Infra Engineer - API

General Intuition & Medal•New York, NY

4d•$250,000 - $400,000•Onsite

About The Position

General Intuition is a frontier research lab focused on building foundation models for environments requiring deep spatial and temporal reasoning. The company has raised $133M from General Catalyst and Khosla to develop next-generation AI agents, world models, and video understanding models.
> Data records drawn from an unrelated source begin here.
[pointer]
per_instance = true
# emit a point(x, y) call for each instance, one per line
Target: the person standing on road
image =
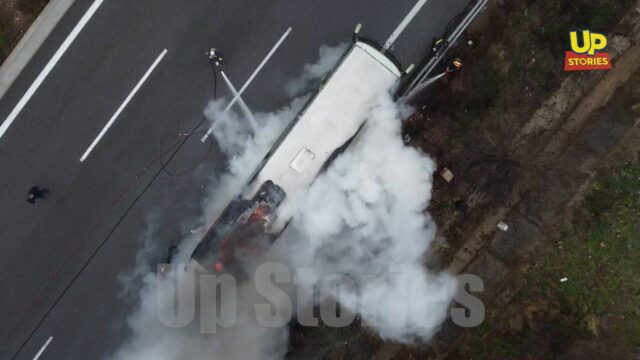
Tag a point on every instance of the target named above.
point(36, 192)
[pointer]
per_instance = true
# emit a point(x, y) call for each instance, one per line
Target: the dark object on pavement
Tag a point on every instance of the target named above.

This role is for an Infra Engineer to own the company's API, transforming research models into a production-ready API that is low-latency, highly available, reliable, and scalable. The engineer will work directly with the founding team and have end-to-end ownership of the API, including client libraries, frame reception and action streaming, request routing to GPUs, session management, Kubernetes cluster deployment, and GPU fleet scaling. This is a generalist infrastructure role requiring expertise in both API development and GPU infrastructure.

Requirements

A track record of personally scaling a high-traffic, low-latency API in production.
Deep Kubernetes experience, including multi-region deployments.
Comfort with SLOs and capacity planning.
Strong ownership instinct, with experience taking systems end-to-end.

Nice To Haves

Experience deploying streaming video or audio inference models.
Experience with low-latency game streaming or video streaming infra.
Experience scaling GPU fleets across providers (GCP, Coreweave, Lambda, etc.).
Experience with frontier model inference (LLMs, world models, multimodal).
Experience with on-device / edge inference (ExecuTorch, Core ML, etc.).

Responsibilities

Own the video streaming protocol, including frame reception from clients and efficient routing to servers.
Own the runtime layer of the API, encompassing stateful request routing, GPU session lifecycle, and inference orchestration.
Scale the Kubernetes footprint across multiple regions and lead new regional deployments.
Own the GPU hosting strategy, scaling from dozens to thousands of GPUs while managing costs and latency.
Drive improvements in latency and throughput for inference.
Partner with product engineering on developer-facing reliability, observability, metering, and billing-grade uptime.